Immunological Perspective of Infection Exposure in Surgical Pathology Laboratory

These materials are an addition to the “Infection Exposure in Surgical Pathology Laboratory” article.  The presented below pathology superficialities can be placed only on the website because a peer reviewed publication requires higher level of argumentation and references.   But I’m reiterating that my webhome is my castle as the old British might have said if they had known the Internet.

OSHA‘s Bloodborne Pathogens Standard (29 CFR 1910.1030) safety requirements are more or less implemented in most surgical pathology laboratories. The cavalierly attitude towards infection exposure safety is gradually replaced by rational approaches. Safety measures cost money, efforts and inevitable inconvenience at the working place. All these measures, however, are done not only for an inspection display, although inspections are nervous institutions’ festivals when the management is able to enforce power and compliance, but the subordinates can demonstrate loyalty and submission. And everyone is happy when the commission had left without even noticing the masquerade.

In full gear. Ready for inspection.

On the serious note, there is no any credible data of acquired infection in surgical pathology laboratory. Any cohort epidemiological studies of laboratory-acquired infections in clinical settings are also absent. Even specialized research facilities have not published any materials about laboratory-acquired infection besides some sporadic cases. Of course, the preventive measures might contribute to this bright picture, but nobody in clear mind would try to prove otherwise.
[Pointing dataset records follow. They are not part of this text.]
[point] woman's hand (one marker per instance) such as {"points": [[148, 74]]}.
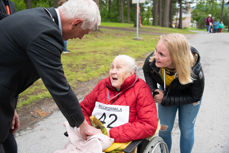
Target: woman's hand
{"points": [[15, 122], [159, 96], [87, 130]]}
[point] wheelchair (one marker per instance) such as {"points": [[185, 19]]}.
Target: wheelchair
{"points": [[154, 144]]}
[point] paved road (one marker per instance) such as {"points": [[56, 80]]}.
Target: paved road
{"points": [[212, 125]]}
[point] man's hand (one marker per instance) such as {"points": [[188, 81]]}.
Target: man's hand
{"points": [[87, 130], [15, 122], [159, 96]]}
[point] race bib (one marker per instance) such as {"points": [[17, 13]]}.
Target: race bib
{"points": [[111, 115]]}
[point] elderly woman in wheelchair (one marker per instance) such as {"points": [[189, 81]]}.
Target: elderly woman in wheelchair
{"points": [[123, 103]]}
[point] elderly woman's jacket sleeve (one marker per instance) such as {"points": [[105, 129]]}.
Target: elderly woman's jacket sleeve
{"points": [[88, 103], [145, 124]]}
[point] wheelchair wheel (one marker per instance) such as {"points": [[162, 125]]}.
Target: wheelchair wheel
{"points": [[156, 145]]}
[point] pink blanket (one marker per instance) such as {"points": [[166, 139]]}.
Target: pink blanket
{"points": [[94, 144]]}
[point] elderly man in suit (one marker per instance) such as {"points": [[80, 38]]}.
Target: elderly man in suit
{"points": [[7, 7], [31, 45]]}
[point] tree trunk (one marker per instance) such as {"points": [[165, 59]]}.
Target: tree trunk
{"points": [[222, 7], [109, 8], [166, 13], [97, 2], [121, 10], [56, 3], [155, 12], [180, 14], [28, 4], [161, 12], [128, 11]]}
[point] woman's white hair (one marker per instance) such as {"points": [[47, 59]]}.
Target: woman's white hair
{"points": [[130, 62], [87, 10]]}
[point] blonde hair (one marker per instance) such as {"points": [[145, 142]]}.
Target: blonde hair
{"points": [[181, 56], [87, 10], [60, 2]]}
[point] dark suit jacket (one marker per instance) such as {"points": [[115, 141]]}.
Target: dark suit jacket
{"points": [[3, 9], [31, 49]]}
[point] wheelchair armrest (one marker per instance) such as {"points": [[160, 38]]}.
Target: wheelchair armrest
{"points": [[130, 148], [66, 134]]}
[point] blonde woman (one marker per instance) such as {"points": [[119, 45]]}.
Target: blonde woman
{"points": [[174, 74]]}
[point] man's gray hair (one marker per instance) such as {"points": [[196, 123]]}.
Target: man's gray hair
{"points": [[131, 64], [87, 10]]}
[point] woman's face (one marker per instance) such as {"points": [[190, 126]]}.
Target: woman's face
{"points": [[162, 56], [118, 73]]}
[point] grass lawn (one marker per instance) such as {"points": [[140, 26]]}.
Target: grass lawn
{"points": [[92, 56]]}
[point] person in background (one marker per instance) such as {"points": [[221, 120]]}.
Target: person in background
{"points": [[65, 41], [209, 23], [31, 45], [7, 8], [221, 26], [174, 74], [123, 103], [216, 26]]}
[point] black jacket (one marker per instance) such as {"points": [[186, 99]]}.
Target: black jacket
{"points": [[3, 8], [30, 49], [176, 93]]}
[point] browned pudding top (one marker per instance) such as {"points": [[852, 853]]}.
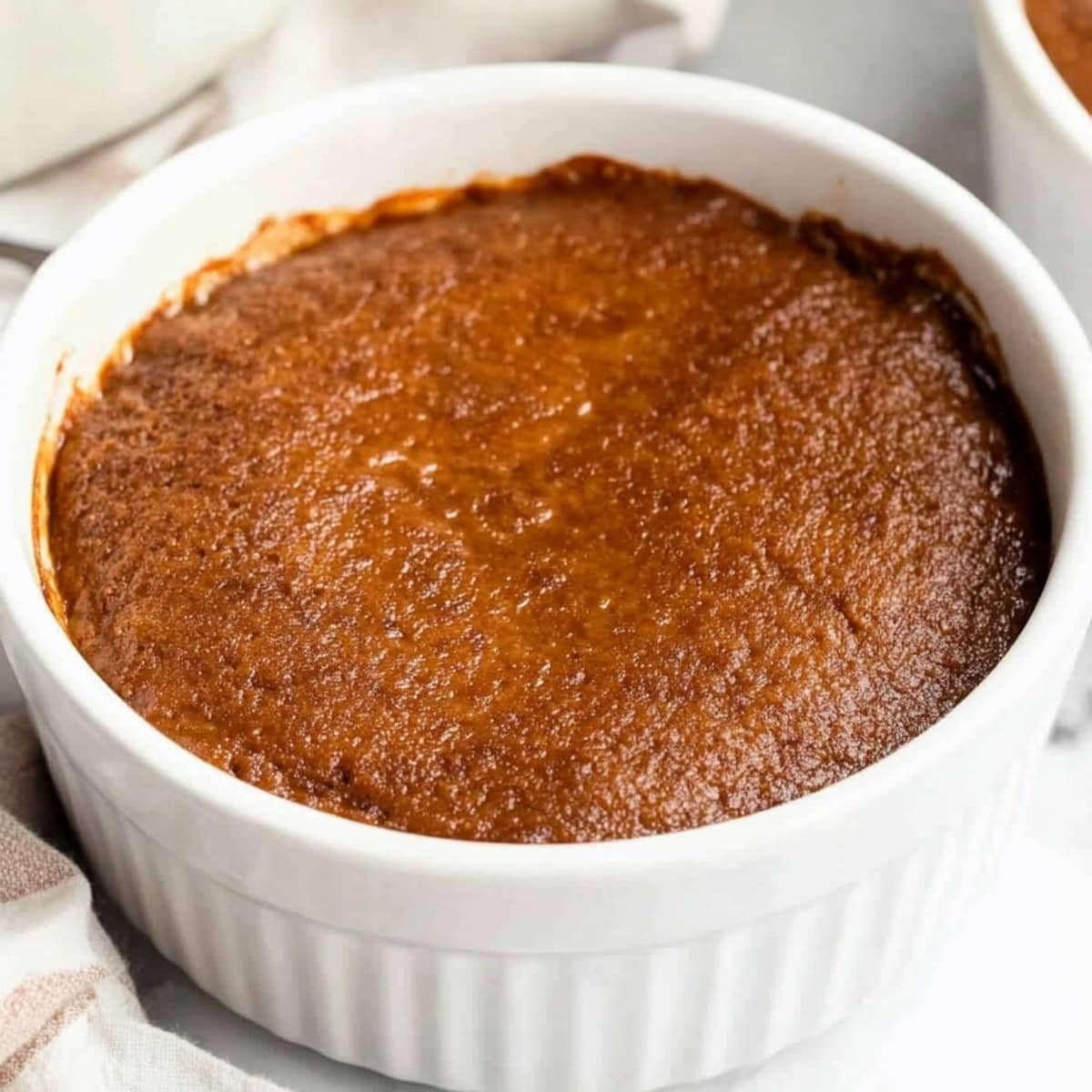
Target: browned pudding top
{"points": [[1065, 28], [602, 505]]}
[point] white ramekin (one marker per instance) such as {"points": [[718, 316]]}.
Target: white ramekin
{"points": [[1040, 150], [616, 966]]}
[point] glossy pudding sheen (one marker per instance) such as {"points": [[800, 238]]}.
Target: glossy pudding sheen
{"points": [[1065, 30], [587, 506]]}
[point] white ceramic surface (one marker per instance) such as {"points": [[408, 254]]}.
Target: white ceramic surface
{"points": [[620, 966], [1040, 150], [72, 75]]}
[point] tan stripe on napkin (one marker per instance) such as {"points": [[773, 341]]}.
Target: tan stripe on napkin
{"points": [[26, 864], [36, 1010]]}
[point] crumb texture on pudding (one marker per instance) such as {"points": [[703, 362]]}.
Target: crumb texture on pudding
{"points": [[595, 506], [1065, 30]]}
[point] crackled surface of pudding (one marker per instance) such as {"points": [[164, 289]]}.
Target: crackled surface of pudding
{"points": [[1065, 30], [600, 505]]}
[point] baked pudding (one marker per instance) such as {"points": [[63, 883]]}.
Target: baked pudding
{"points": [[1065, 30], [591, 505]]}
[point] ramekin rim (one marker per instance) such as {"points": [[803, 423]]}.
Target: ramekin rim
{"points": [[1044, 85], [1064, 598]]}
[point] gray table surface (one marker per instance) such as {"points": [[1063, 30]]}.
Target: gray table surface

The Max von Pettenkofer’s experiment when he drunk a glass of water with cholera vibrions will not be repeated. Actually, he only proved that conditions of infection exposure should be taken into account. By the way, Pettenkoffer’s young associate was not fortunate in a similar experiment. What about the mass Petenkoffer like experiment when generations worked without or with minimal protection in pathology laboratories? Of course, there were different conditions of microbiological landscape and laboratory environment. However, the question remains lingering: Is not the harmful effect of infection exposure in surgical pathology laboratory a hoax?

There might be two aspects:

First, pure Pettenkofer’s stipulation as conditions of the body. Strong acid in stomach as positive condition for cholera tolerance.

Second, the immunological condition of the individual at the moment of exposure. Acquired immunodeficiency syndrome (AIDS) as an extreme negative condition. There is a stipulation that Pettenkofer had developed immunity from an earlier, mild infection.

In accidental inoculation, not every exposure results in a manifesting infection disease. A risk assessment for infection depends on many factors as the host’s immune system, mechanism of the exposure, environment conditions, infectious dose of the exposure, virulence of the agent, its form (aerosol, solution). Combination of these conditions and numerous unnamed and unknown yet make infection exposures uncertain for a result.

Here is a broader approach to the infection exposure in surgical pathology laboratory as chronic challenge of the individual immunological system. The problem is discussed from a general pathology point of view with inevitable simplifications and scientifically unsupported stipulations.

Presented below considerations do not assume a proven hypothesis keeping in mind the vast of knowledge in the immunology literature.  This is only an attempt to provide a different look at the problem that might be partially accepted or completely objected by professionals in the field.

The concept of temporary immunodeficiency challenge

Every living organism permanently fends off the environment’s foreign materials as part of maintaining the survival homeostasis.  Primitive organisms have relatively elementary devices to cope with intruders. An ameba digests through phagocytosis in a food vacuole.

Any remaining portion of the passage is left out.